US: Economy looks healthy… and resilient – UOB


Senior Economist at UOB Group Alvin Liew reviews the latest advanced GDP figures in the US economy for the April-June period.

Key Takeaways

The advance estimate of the 2Q 2023 GDP surprised on the upside with a 2.4% q/q SAAR expansion thanks to resilient consumption and a strong boost of business spending (vs Bloomberg est 1.8% q/q SAAR and UOB est 1.6%, but was exactly in line with Atlanta Fed’s GDPNow estimate), accelerating from 2.0% in 1Q. Compared to one year ago, the US GDP grew by 2.6% y/y in 2Q, from 1.8% in 1Q. 

The flipside of the still hot US economy is that it should keep the Fed thinking about further tightening to keep inflation at bay. That said, according to trading in futures data compiled by Bloomberg (WIRP) (as of 28 Jul), the probability of a 25-bps rate hike in Sep FOMC stayed at a low 20% (unchanged from 27 Jul, and a tad lower from 21.5% on 26 Jul before the GDP release). 

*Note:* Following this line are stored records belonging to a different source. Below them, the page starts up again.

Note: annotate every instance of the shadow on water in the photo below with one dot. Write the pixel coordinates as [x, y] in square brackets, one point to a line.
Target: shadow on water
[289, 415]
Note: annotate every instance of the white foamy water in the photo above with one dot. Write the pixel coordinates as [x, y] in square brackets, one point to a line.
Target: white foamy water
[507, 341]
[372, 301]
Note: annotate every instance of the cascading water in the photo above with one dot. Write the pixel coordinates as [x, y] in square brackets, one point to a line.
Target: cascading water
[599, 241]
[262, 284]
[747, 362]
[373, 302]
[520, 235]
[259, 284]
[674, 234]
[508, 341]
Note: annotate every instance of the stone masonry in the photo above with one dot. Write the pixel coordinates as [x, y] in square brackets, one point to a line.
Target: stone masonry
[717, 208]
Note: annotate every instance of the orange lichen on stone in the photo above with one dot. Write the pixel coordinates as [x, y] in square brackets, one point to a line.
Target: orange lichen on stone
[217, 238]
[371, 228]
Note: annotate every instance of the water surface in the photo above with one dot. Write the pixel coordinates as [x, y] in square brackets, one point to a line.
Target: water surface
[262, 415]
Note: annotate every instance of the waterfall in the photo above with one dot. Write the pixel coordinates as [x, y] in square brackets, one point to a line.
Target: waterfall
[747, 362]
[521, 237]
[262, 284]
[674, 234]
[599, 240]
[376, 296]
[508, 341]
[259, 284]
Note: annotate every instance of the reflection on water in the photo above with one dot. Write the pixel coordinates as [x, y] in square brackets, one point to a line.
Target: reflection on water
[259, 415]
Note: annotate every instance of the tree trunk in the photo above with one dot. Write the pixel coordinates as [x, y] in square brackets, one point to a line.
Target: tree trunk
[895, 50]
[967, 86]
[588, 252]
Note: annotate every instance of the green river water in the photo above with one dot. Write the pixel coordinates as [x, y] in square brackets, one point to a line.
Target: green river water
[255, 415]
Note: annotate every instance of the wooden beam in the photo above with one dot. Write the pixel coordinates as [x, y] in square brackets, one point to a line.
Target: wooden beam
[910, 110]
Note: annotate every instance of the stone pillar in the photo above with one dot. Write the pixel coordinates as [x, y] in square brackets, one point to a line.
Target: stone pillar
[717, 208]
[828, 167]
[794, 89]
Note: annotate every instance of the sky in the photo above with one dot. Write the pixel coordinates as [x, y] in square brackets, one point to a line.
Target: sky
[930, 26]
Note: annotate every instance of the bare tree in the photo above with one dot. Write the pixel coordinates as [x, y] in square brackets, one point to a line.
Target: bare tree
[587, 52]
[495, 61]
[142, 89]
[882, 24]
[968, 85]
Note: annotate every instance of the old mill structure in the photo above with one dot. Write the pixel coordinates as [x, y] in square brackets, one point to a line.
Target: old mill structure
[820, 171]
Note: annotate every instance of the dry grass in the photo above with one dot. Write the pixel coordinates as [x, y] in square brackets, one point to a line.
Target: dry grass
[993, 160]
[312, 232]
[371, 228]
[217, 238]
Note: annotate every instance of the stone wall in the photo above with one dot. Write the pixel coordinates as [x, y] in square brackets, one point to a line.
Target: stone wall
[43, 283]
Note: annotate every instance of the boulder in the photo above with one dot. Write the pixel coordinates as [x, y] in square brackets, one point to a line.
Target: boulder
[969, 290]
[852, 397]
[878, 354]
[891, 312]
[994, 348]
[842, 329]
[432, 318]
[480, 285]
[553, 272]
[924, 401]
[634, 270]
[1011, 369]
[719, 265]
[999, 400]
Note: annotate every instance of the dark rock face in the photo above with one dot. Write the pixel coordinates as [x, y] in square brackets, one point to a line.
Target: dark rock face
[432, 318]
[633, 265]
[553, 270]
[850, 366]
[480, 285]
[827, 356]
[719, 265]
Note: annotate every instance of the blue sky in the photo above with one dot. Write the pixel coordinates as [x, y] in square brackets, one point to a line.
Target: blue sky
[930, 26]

US GDP Outlook – US 1H GDP expansion has exceeded our projections, and as we alluded to our previous reports, while we continue to factor in a downward shift in US growth trajectory, we are no longer factoring an outright US GDP contraction and instead we are projecting a US growth slowdown in 2H 2023 (amounting to a soft landing). We still expect the lagged effects of US monetary policy tightening and tighter financial/credit conditions to slow the US economy but we are shifting our 2023 US GDP growth forecast higher to 1.2% (from 0.8% previously) to account for the stronger 1H growth outturn and shallower 2H trajectory, which is a reflection of our overestimation of the monetary policy’s drag on near-term growth and underestimation of the resilience of the US labour market. That said, we are lowering our 2024 GDP growth forecast further to 1.0% (from 1.2% previously) to account for the lagged effect of US monetary policy.